# Considering buying small ewe lamb



## Trish44 (Mar 30, 2014)

I'm going to be buying my first two lambs soon & have chosen one ewe lamb already, they're Katahdins. I'm looking at another lamb that is a twin ewe lamb that was born weighing only 3.5 lbs, the other ram twin weighed 5.5 pounds. The breeder says she is doing very well & going out to the pasture with the mom & all. So far she looks to be doing well despite her small size. My question is do small twin lambs that are born small like that usually catch up in size & do OK? I really like the coloring of this little ewe & if she is healthy despite her size I would really like to get her. I won't be getting either lamb until they're weaned, so this one does have time to do some growing & filling out. Any advice on this would be greatly appreciated since I'm new to sheep.


----------



## SheepGirl (Apr 1, 2014)

For one, that is really tiny birth weights for twins born to a Katahdin. Twins should be in the 7-9 lb range each (not total litter weight) for a ewe that is 140-150 lbs or more. I had a ewe who weighed 104.2 lbs in mid November give birth to twins in mid March weighing 5.0 lbs and 7.6 lbs. Yes they were small in comparison to the rest of my lambs, but they were still active and strong and growing well. The reason for this ewe's small birth weights? Could be the ram she was bred to, could be a lack of proper nutrition, etc.

Either way, I don't see this ewe becoming very big, due to the lack of proper nutrition her dam received in the last month of gestation or her sire throwing small babies.
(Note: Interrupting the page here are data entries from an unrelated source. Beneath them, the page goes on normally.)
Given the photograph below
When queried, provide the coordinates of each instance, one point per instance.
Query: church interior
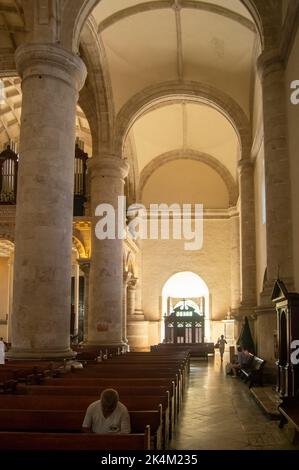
(171, 106)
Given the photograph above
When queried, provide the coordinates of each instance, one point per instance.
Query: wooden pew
(93, 386)
(66, 421)
(76, 442)
(80, 403)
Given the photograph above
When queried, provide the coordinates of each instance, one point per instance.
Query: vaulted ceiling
(149, 42)
(146, 43)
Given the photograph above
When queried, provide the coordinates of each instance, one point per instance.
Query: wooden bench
(19, 441)
(67, 421)
(254, 372)
(195, 349)
(80, 403)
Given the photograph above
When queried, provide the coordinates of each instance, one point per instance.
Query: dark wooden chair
(253, 373)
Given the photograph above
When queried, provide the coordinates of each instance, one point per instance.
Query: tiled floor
(219, 412)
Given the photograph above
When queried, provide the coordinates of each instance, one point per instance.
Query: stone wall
(162, 259)
(292, 73)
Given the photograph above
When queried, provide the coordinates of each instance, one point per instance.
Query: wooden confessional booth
(287, 309)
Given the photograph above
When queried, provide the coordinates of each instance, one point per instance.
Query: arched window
(8, 176)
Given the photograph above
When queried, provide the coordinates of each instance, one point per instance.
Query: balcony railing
(9, 178)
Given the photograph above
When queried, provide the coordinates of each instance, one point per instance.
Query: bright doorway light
(185, 285)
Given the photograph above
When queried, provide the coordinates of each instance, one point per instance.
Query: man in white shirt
(2, 351)
(107, 415)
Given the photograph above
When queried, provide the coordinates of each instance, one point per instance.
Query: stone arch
(76, 12)
(96, 95)
(129, 263)
(173, 91)
(79, 247)
(212, 162)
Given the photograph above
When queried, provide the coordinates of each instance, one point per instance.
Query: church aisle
(220, 413)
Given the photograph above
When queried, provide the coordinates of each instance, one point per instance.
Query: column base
(23, 355)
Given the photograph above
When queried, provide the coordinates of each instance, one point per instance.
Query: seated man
(244, 361)
(107, 415)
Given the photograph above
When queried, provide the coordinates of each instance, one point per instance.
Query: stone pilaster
(235, 261)
(131, 296)
(105, 322)
(51, 80)
(247, 235)
(277, 173)
(85, 268)
(127, 277)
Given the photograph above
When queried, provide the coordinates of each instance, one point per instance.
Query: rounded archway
(6, 286)
(188, 286)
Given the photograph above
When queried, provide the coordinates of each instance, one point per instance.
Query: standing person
(2, 351)
(222, 342)
(107, 415)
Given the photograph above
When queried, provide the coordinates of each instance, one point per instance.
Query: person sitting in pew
(243, 362)
(107, 415)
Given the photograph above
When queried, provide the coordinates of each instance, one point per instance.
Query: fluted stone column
(85, 268)
(277, 173)
(106, 273)
(76, 298)
(247, 234)
(127, 277)
(51, 80)
(131, 296)
(235, 261)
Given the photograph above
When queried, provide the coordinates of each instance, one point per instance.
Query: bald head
(109, 400)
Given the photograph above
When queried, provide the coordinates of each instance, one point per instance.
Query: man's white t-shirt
(117, 422)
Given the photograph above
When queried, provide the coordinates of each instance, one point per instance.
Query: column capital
(269, 61)
(108, 165)
(84, 265)
(52, 61)
(126, 277)
(245, 166)
(132, 284)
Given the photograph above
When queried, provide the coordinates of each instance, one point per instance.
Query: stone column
(247, 234)
(51, 80)
(277, 173)
(138, 294)
(85, 268)
(106, 273)
(235, 261)
(10, 295)
(127, 277)
(131, 296)
(76, 298)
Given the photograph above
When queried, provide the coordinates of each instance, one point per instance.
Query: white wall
(292, 73)
(4, 284)
(162, 259)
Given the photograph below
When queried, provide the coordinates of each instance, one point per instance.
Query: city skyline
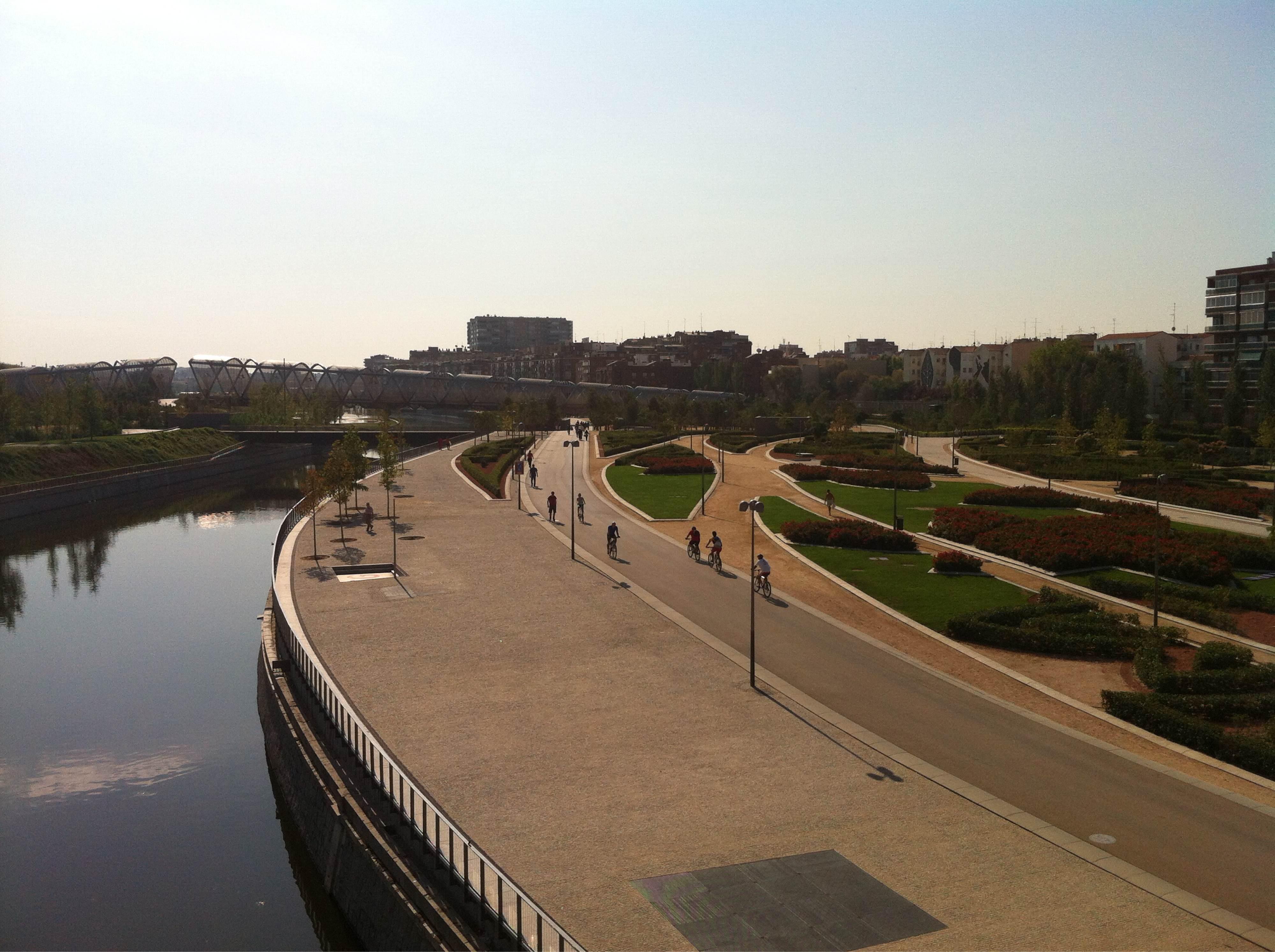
(193, 179)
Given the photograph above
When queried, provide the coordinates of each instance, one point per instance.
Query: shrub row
(1151, 713)
(868, 461)
(678, 466)
(1059, 625)
(847, 535)
(1068, 544)
(873, 479)
(1152, 671)
(953, 561)
(1236, 500)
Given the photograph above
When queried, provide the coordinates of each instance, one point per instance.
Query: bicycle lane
(1195, 839)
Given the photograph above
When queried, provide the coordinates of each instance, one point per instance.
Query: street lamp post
(753, 507)
(573, 444)
(1156, 596)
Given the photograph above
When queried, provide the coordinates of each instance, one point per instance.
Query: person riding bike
(694, 536)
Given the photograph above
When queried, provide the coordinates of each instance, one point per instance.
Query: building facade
(506, 335)
(1237, 307)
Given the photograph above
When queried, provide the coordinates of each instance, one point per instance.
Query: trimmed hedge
(1158, 676)
(502, 453)
(1060, 625)
(1151, 713)
(847, 535)
(953, 561)
(865, 461)
(873, 479)
(1235, 499)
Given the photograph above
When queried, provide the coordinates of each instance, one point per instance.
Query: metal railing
(118, 472)
(499, 900)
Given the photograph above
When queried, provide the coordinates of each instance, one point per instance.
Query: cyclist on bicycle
(694, 536)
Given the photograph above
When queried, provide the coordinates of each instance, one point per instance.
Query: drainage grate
(817, 902)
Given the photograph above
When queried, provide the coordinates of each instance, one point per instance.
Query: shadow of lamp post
(753, 507)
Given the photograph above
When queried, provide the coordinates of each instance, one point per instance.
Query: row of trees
(77, 411)
(345, 470)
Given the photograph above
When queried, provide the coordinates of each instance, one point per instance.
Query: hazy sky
(323, 182)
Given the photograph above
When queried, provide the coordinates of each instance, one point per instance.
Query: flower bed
(873, 479)
(847, 535)
(1236, 500)
(957, 563)
(1068, 544)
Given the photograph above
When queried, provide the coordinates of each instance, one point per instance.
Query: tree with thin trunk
(339, 480)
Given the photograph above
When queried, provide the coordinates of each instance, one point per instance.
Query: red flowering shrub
(953, 561)
(675, 466)
(847, 535)
(865, 461)
(1235, 499)
(965, 526)
(874, 479)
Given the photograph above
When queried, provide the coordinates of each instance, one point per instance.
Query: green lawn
(659, 496)
(901, 581)
(916, 508)
(905, 583)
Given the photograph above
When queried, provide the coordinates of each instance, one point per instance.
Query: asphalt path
(1195, 839)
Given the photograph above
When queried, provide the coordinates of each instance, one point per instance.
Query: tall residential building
(1239, 309)
(504, 335)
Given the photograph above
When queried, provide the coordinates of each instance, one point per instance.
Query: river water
(137, 810)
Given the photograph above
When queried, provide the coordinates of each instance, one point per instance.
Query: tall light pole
(753, 507)
(573, 444)
(1156, 597)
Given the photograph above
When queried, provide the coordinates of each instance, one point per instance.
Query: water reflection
(136, 805)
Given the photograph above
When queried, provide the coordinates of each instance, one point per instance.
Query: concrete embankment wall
(363, 870)
(183, 476)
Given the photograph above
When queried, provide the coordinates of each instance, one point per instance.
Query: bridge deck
(588, 744)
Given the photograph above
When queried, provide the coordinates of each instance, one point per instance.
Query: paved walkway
(587, 742)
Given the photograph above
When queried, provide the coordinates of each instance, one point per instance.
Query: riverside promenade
(600, 754)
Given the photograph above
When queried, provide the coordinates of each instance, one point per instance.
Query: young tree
(1067, 435)
(339, 481)
(388, 449)
(1110, 431)
(1234, 400)
(353, 445)
(1152, 447)
(1200, 393)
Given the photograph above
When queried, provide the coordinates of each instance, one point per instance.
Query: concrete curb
(1092, 855)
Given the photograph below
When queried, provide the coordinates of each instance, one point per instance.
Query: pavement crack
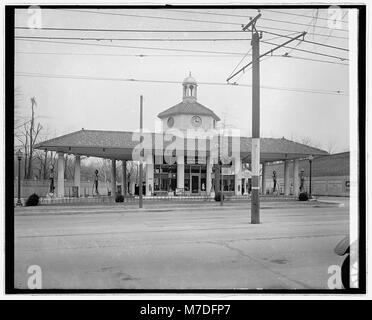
(279, 275)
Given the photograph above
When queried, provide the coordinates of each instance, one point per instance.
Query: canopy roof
(120, 144)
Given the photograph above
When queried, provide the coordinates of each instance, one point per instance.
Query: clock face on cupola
(189, 114)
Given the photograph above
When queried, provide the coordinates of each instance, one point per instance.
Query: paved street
(195, 246)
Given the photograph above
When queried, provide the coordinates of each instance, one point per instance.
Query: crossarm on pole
(264, 54)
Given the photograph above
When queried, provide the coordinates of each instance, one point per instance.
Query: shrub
(33, 200)
(303, 196)
(217, 196)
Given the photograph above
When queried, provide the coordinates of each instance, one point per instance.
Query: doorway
(195, 184)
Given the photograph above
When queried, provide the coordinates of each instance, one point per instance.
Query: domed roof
(189, 79)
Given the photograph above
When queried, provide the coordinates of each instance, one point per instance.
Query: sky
(98, 100)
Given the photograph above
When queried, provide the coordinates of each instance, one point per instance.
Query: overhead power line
(79, 77)
(300, 15)
(246, 16)
(130, 39)
(308, 51)
(190, 20)
(151, 17)
(308, 41)
(129, 47)
(169, 55)
(291, 30)
(129, 30)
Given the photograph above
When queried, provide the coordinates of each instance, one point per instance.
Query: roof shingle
(188, 107)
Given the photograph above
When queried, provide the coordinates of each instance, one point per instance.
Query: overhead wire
(79, 77)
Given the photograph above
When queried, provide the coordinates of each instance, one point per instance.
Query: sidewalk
(161, 207)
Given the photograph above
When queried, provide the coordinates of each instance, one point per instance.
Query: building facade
(190, 156)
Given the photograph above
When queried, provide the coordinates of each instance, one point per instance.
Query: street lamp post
(311, 158)
(19, 157)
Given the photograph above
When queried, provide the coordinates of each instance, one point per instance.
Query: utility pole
(141, 155)
(255, 152)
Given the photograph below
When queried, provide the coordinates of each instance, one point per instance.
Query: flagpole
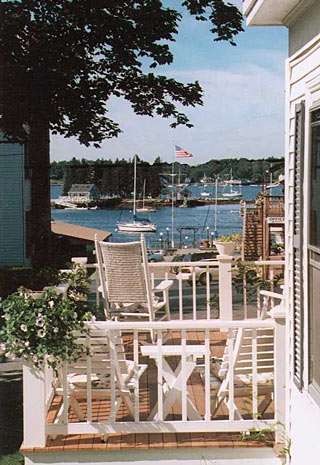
(172, 200)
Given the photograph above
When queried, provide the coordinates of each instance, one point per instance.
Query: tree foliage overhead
(62, 60)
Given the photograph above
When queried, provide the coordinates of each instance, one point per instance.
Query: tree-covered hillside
(116, 177)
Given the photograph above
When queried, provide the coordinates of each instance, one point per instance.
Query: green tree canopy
(63, 60)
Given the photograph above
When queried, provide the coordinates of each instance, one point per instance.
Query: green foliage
(12, 459)
(231, 238)
(259, 435)
(42, 329)
(63, 60)
(31, 278)
(253, 280)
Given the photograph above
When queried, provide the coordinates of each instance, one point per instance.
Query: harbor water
(203, 218)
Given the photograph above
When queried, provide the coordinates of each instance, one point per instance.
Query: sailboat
(137, 225)
(145, 209)
(232, 194)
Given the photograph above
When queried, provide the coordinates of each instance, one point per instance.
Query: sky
(243, 110)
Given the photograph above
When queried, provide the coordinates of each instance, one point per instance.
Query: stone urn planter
(225, 248)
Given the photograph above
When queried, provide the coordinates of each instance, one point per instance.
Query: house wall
(302, 83)
(13, 198)
(303, 30)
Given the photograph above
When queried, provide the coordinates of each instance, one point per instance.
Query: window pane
(315, 188)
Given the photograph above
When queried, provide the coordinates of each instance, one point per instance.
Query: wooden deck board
(147, 400)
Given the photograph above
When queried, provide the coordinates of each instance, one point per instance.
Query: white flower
(41, 333)
(40, 321)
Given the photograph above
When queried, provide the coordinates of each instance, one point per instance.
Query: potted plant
(226, 244)
(43, 328)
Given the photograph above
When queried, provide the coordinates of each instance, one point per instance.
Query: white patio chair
(243, 355)
(126, 282)
(107, 368)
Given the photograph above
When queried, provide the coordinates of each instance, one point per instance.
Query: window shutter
(297, 247)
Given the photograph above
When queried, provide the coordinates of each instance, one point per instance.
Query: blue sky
(243, 111)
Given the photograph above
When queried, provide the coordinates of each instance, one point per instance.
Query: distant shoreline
(124, 204)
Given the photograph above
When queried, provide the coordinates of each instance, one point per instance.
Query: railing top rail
(213, 263)
(181, 324)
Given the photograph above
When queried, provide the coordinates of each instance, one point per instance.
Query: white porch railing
(39, 389)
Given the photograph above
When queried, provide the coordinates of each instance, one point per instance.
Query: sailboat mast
(172, 203)
(134, 186)
(144, 193)
(216, 209)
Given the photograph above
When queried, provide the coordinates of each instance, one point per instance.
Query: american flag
(181, 153)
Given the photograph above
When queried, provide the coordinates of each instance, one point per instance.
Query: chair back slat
(124, 272)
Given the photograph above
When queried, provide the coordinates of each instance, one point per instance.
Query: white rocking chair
(126, 282)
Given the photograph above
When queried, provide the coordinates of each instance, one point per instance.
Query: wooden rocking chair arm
(163, 286)
(271, 294)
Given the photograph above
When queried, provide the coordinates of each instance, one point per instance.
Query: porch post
(225, 287)
(34, 409)
(278, 313)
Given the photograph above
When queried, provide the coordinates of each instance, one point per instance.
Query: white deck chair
(126, 282)
(242, 366)
(243, 361)
(107, 368)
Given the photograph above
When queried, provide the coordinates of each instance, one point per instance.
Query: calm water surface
(228, 219)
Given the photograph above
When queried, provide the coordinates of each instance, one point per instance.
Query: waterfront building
(84, 193)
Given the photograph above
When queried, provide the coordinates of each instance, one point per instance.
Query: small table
(174, 378)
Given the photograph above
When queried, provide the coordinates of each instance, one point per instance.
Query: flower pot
(225, 248)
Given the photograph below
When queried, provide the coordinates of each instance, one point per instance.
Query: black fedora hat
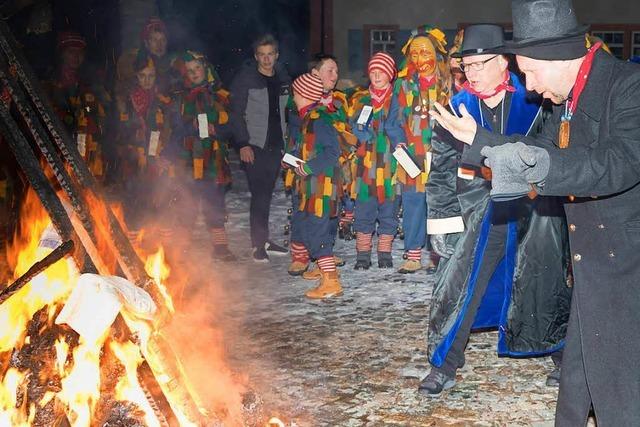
(540, 22)
(481, 39)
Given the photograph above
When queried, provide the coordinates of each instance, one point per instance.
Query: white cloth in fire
(96, 300)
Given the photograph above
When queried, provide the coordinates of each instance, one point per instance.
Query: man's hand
(246, 154)
(439, 245)
(514, 167)
(462, 128)
(302, 169)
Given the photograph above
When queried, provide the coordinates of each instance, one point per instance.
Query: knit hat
(383, 62)
(71, 39)
(308, 86)
(153, 24)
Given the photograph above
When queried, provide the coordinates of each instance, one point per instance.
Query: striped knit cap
(308, 86)
(383, 62)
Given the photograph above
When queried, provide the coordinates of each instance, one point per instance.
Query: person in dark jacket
(258, 99)
(588, 152)
(489, 273)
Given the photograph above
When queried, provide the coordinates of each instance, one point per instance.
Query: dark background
(222, 29)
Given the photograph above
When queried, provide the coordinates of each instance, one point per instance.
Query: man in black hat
(589, 152)
(500, 287)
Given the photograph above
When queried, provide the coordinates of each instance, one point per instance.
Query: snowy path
(356, 360)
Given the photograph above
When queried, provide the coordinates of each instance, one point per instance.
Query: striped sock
(384, 242)
(219, 236)
(363, 242)
(414, 254)
(299, 253)
(327, 264)
(347, 218)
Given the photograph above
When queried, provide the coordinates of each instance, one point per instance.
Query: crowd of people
(449, 144)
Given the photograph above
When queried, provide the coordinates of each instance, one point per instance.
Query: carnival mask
(422, 55)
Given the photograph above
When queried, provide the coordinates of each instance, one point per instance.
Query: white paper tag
(154, 140)
(467, 174)
(291, 160)
(81, 139)
(407, 163)
(203, 125)
(365, 115)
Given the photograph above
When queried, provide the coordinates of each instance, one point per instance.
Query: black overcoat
(601, 168)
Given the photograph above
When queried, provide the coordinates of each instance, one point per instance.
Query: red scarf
(379, 96)
(304, 110)
(427, 82)
(141, 100)
(583, 75)
(502, 86)
(327, 101)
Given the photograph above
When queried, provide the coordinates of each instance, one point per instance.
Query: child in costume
(318, 184)
(203, 166)
(422, 80)
(373, 116)
(144, 133)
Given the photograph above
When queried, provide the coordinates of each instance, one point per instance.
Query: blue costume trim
(494, 306)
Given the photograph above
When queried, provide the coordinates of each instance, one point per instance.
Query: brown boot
(329, 287)
(313, 274)
(297, 268)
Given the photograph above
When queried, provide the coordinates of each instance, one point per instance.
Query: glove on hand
(514, 166)
(439, 245)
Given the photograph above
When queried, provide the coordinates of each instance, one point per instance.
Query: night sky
(223, 29)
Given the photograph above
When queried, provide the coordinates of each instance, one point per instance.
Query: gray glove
(439, 245)
(514, 166)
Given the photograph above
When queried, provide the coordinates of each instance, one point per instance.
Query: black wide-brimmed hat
(481, 39)
(544, 29)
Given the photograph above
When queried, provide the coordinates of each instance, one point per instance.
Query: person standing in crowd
(258, 99)
(81, 101)
(422, 80)
(203, 168)
(588, 152)
(318, 184)
(143, 134)
(326, 67)
(484, 273)
(373, 116)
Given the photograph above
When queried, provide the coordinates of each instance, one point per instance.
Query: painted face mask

If I were you, I would choose another ewe lamb that has a high pre-weaning average daily gain (birth weight subtracted from weaning weight; divide that total by the days of age at weaning). Try not to choose based on color... yes it makes them prettier to look at but you don't eat color nor does color raise lots of big healthy babies. It could potentially be different if you were using the wool, but Katahdins are a hair sheep, so really no use for color except for aesthetics. JMO.


----------